Acrylamide is produced when starchy foods are roasted, fried or grilled for too long at high temperatures.
The danger foods include chips, toast, biscuits, crackers, crisps, breakfast cereals (except for porridge), coffee, cooked pizza bases, black olives and cereal-based baby foods. Storing raw potatoes in the fridge may lead to the formation of more free sugars in the potatoes (a process sometimes referred to as "cold sweetening") and can increase overall acrylamide levels especially if the potatoes are then fried, roasted or baked. If the sugar levels increase, it is also possible that the amount of acrylamide increases too when cooking that vegetable.
You can thank a chemical called acrylamide-and the British Food Standards Agency-for the recommendation.
The FSA has stated that aim for a golden yellow colour when toasting, roasting, baking, or frying starchy foods, and to keep raw potatoes in a cool dry place above 6C. The on-pack instructions are created to cook the product correctly.
"Anything you can do to reduce your exposure will reduce your lifetime risk".

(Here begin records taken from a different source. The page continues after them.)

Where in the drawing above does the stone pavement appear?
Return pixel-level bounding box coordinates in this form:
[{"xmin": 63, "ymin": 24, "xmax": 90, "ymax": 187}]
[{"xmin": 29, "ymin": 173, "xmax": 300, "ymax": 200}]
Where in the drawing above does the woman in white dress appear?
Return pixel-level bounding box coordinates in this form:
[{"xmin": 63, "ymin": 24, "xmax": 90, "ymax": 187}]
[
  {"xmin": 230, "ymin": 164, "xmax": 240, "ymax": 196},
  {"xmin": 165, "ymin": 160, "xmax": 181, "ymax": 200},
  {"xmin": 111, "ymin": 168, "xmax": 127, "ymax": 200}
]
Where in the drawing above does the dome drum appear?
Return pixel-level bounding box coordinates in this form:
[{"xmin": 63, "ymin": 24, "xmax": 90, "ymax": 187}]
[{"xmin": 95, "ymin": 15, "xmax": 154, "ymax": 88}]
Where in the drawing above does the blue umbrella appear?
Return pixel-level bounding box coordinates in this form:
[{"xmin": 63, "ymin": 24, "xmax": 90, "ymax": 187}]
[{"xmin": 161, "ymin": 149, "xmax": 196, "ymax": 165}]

"Our research indicates that the majority of people are not aware that acrylamide exists, or that they might be able to reduce their personal intake", FSA director of police Steve Wearne says.
But if you are anxious about the health risks, the FSA has issued the following guidance as part of its campaign. But the risk assessment concluded that, "at the levels we are exposed to from food, acrylamide could be increasing the risk of cancer but not effects on the nervous and reproductive systems".
McDonald's have announced they will change the way their fries are prepared
For example, roast potatoes should not be "fluffed up" to maximise dark brown crispy bits and they should be roasted to the lightest colour that is acceptable.
'I wouldn't say the risk is tiny but the risk is something in which we can manage. "People just don't know what to eat anymore because they're not being given clear advice".
FSA's "Go for Gold" campaign is based on findings from the agency's Total Diet Study that was also published today.
Boiling, steaming or microwaving food is a much better and healthier option, BBC News reports.
No specific maximum limits for acrylamide in food have as yet been introduced in the European Union or elsewhere in the world.
Although one of the FSA's advice is that people should eat a varied and balanced diet, this message risks being lost among all the other recommendations promoted by the "Go for Gold" campaign. It's important that relatively minor changes in your cooking practices, could reduce the risk even further and we think that is being proportionate and reasonable'.